Real analysis – box dimension of the graph of an increasing function

This Hausdorff dimension of the graph of an increasing function shows that:

To let $ f $ a continuous, strictly growing function $[0,1]$ to
with $ f (0) = 0, f (1) = 1 $, Then $ dim_H ; G = 1 $ from where $ G $ is the graph of $ f $,

I have the casino feature on hand, which is described in Massopoust as follows Interpolation and approximation with splines and fractals:

To let $ X = [0,1] times mathbb {R} $, $ N = 4 $ and {(X_v, y_v): 0 = x_0 < ldots x_N = 1, 0 = y_0 < ldots <y_N = 1 } $, Define an IFS by $ f_i (x, y) =
begin {pmatrix}
x_i-x_ {i-1} & 0 \
0 & y_i – y_ {i-1}
{pmatrix}
begin {pmatrix}
x \
y
{pmatrix}
+
begin {pmatrix}
x_ {i-1} \
y_ {i-1}
{pmatrix}
$
to the $ i = 1, lpoints, N $,

The associated RB operator $ T $ is contractive and its unique fixed point is called a casino feature $ c:[0,1] to [0,1]$, These functions are increasing monotonously and therefore $ dim_H ; Graph (c) = dim_B ; Graph (c) = 1 $,

I was wondering how to show it $ dim_B ; Graph (c) = 1 $ and if there is a general argument:

To let $ f $ a continuous, strictly growing function $[0,1]$ to
with $ f (0) = 0, f (1) = 1 $, Then $ dim_B ; G = 1 $ from where $ G $ is the graph of $ f $,

I find no argument supporting $ dim_B ; G le 1 $,

Algorithms – Optimality of the recursive best-first search in the graph search

As mentioned in the answer to this question, the RBFS algorithm extends the nodes in the same order as A *. I think RBFS should not be optimal in the graph search if the graph is legal but inconsistent, like A * is.

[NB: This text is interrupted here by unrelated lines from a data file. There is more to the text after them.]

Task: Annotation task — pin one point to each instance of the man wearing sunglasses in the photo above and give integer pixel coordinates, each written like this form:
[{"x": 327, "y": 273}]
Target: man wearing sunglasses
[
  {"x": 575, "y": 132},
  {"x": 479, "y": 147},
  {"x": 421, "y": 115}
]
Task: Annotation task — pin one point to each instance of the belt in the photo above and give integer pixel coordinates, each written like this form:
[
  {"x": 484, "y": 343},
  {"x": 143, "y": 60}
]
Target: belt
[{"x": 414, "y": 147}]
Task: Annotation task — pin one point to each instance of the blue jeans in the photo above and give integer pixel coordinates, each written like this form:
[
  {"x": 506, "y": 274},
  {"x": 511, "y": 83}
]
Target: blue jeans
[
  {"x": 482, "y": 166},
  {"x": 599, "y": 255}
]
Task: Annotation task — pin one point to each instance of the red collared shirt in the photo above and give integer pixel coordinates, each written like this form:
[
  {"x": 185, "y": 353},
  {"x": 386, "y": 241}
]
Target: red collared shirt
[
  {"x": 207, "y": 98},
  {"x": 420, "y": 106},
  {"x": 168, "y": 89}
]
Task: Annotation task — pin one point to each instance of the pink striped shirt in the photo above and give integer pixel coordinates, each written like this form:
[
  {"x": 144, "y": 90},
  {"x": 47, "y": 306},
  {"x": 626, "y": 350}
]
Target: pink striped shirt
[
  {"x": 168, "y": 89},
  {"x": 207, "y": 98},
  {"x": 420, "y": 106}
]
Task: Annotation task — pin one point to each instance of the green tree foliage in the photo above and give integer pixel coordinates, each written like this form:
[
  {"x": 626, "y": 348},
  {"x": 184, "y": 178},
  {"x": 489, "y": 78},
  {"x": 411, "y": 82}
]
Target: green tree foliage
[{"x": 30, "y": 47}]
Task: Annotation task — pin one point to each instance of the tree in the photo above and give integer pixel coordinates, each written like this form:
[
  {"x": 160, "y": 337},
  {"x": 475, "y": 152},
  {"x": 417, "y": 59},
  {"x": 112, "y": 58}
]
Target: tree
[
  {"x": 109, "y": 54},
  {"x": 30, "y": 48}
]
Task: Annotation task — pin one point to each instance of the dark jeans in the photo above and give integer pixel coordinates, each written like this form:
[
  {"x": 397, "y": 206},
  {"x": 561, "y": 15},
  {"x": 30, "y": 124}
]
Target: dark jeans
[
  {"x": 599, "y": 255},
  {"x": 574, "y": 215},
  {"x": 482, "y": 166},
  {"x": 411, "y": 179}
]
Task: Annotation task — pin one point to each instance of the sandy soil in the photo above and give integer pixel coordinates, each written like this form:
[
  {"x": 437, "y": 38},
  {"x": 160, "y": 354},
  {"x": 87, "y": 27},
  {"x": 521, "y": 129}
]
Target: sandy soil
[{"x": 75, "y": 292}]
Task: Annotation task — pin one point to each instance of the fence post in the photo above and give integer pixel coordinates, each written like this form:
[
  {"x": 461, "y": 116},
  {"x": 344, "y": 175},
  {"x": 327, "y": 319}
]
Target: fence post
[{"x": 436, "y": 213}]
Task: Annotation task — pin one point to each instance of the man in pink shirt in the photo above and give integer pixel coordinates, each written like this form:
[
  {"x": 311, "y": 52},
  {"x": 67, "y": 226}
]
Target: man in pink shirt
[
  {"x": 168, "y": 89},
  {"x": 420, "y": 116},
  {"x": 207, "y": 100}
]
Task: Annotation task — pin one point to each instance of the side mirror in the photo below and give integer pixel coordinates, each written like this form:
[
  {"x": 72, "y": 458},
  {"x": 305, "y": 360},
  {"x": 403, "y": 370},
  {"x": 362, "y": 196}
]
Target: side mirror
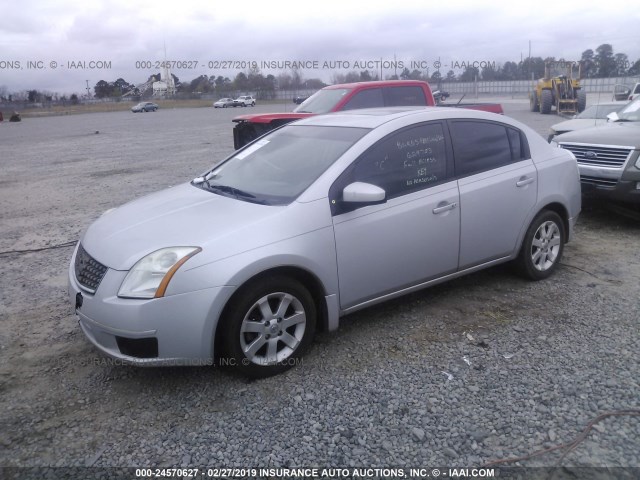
[{"x": 360, "y": 192}]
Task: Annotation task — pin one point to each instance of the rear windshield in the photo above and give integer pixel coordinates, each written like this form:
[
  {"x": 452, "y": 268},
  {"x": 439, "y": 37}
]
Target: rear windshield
[{"x": 322, "y": 101}]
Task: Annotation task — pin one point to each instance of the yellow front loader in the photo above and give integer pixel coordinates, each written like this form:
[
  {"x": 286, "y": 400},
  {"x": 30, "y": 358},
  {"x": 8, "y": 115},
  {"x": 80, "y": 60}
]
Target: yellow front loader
[{"x": 559, "y": 89}]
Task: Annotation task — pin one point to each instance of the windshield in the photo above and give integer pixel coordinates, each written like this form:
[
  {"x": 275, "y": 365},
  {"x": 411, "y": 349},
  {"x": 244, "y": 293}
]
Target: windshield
[
  {"x": 631, "y": 112},
  {"x": 322, "y": 101},
  {"x": 276, "y": 169},
  {"x": 598, "y": 111}
]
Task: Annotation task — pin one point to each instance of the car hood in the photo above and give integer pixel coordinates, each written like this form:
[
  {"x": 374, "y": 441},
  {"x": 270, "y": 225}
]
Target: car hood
[
  {"x": 186, "y": 216},
  {"x": 616, "y": 133},
  {"x": 577, "y": 124}
]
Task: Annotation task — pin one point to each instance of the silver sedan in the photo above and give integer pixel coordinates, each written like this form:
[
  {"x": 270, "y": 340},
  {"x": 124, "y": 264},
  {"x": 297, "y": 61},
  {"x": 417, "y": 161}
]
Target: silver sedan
[{"x": 313, "y": 221}]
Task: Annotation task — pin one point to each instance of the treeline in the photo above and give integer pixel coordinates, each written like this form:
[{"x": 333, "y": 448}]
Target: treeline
[{"x": 601, "y": 63}]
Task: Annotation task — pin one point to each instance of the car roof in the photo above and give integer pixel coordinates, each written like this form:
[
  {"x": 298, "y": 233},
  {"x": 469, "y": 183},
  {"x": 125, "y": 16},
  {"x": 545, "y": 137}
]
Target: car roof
[
  {"x": 374, "y": 117},
  {"x": 376, "y": 83}
]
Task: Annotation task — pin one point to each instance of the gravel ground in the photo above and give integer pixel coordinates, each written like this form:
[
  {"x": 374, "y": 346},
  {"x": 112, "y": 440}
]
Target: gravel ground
[{"x": 480, "y": 369}]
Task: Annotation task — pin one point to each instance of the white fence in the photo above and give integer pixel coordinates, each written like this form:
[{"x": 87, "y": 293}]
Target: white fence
[{"x": 519, "y": 88}]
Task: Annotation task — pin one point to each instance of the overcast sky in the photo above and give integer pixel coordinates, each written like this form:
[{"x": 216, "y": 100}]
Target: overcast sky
[{"x": 58, "y": 35}]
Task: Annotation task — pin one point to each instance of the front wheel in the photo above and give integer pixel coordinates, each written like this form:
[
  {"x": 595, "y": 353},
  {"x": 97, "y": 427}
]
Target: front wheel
[
  {"x": 542, "y": 246},
  {"x": 534, "y": 106},
  {"x": 268, "y": 326},
  {"x": 582, "y": 100},
  {"x": 546, "y": 102}
]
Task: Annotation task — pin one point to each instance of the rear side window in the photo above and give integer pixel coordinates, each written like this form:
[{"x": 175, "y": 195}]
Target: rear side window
[
  {"x": 405, "y": 96},
  {"x": 369, "y": 98},
  {"x": 479, "y": 146}
]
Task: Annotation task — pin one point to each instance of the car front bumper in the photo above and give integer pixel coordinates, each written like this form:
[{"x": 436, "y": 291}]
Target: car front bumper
[{"x": 173, "y": 330}]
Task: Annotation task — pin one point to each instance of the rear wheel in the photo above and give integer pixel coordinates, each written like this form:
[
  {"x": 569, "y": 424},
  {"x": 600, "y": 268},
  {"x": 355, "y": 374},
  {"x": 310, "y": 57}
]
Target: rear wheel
[
  {"x": 268, "y": 326},
  {"x": 546, "y": 101},
  {"x": 542, "y": 246}
]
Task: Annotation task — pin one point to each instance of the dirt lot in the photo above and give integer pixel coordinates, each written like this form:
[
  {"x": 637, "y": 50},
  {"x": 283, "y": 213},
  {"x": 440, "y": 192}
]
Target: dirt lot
[{"x": 58, "y": 398}]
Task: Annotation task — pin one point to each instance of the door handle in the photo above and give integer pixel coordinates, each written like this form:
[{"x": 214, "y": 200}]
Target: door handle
[
  {"x": 445, "y": 208},
  {"x": 524, "y": 181}
]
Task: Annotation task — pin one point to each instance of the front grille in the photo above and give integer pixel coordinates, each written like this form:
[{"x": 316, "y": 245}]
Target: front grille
[
  {"x": 598, "y": 155},
  {"x": 89, "y": 272},
  {"x": 598, "y": 181}
]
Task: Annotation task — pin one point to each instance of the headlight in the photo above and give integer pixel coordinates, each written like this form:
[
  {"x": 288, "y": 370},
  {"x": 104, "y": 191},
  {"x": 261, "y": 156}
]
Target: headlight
[{"x": 150, "y": 276}]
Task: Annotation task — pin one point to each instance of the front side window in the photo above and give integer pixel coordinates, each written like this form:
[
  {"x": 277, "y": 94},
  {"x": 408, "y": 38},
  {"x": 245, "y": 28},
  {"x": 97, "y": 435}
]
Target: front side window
[
  {"x": 479, "y": 146},
  {"x": 276, "y": 169},
  {"x": 406, "y": 161}
]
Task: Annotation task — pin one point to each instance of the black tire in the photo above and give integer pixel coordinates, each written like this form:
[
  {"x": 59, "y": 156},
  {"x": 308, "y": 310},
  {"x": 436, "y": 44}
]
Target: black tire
[
  {"x": 546, "y": 101},
  {"x": 582, "y": 100},
  {"x": 534, "y": 106},
  {"x": 260, "y": 347},
  {"x": 542, "y": 247}
]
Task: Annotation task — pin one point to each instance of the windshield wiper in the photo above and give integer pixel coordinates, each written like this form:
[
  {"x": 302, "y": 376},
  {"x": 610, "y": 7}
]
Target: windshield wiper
[
  {"x": 236, "y": 193},
  {"x": 232, "y": 190}
]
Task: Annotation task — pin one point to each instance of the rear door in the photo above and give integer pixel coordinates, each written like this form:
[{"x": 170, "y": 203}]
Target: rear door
[
  {"x": 498, "y": 188},
  {"x": 414, "y": 235}
]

However, the answer says that RBFS is optimal even in graph search if the graph is only valid. Please answer why this difference is made.

Comparison between IDA * and recursive best first search

Combinatorics – Consequences of a graph without an odd circuit or its complement

I received the following statement:

"If a graphic $ G $ contains no odd circuits $ C_ {2k + 1} $ to the $ k geq $ 2or his supplement, then we have $ omega (G & # 39;) alpha (G & # 39;) geq | V (G & # 39;) | $ for every induced subgraph $ G & # 39; $ from $ G $ "

from where $ omega $ is the clique number, $ alpha $ is the stability number, $ | V | $ is the number of vertices in the graph. This actually shows that if we prove the strong perfect graph set, we already prove the perfect graph set.

I'm trying to prove the claim, and I can show that if there's a cycle $ C_ {2k + 1} $ With $ k geq $ 2, we have $ alpha (C_ {2k + 1}) = k, omega (C_ {2k} +1) = 2 $, The multiplication becomes $ 2k <2k + 1 $ (similar to the supplement). My questions are however:

  1. How can I show this if a subgraph is not $ C_ {2k + 1} $ then we have the condition?
  2. Is there a difference if I use the circuit instead of the cycle?

Double Geometric Double Graph – Mathematics Stack Exchange

I wondered if anyone could show me how to draw a double geometry double graph. I know how to draw the first dual graphics $ G ^ * $ However, I am not sure how to take a second dual graphic $ G ^ {**} $,

Is it enough to prove this face? $ G ^ * $ must not contain more than one vertex of $ G $ then $ n ^ {**} $ = $ f ^ * $ = $ n $, from where $ n ^ {**} $ is the number of nodes of $ G ^ {**} $?

And finally it is possible to reverse and find the process $ G $ from $ G ^ * $?

Note: $ G $ is a coherent planar graph

Coloring – Chromatic polynomial of a simple, unconnected graph

I work in the following graphic.

Prove that, if $ G $ is a separate simple graph, then its chromatic polynomial $ P_c (k) $ is the product of the chromatic polynomials of their components. What can you say about the lowest non-disappearing term?

I'm thinking about calculating the chromatic polynomial for each separate component from separate $ G $, then $ P_c (k) $ That would be the product, but I'm not at all sure about this thought. I am also not sure what "lowest non-disappearing term" means. Thanks in advance for any hint or help.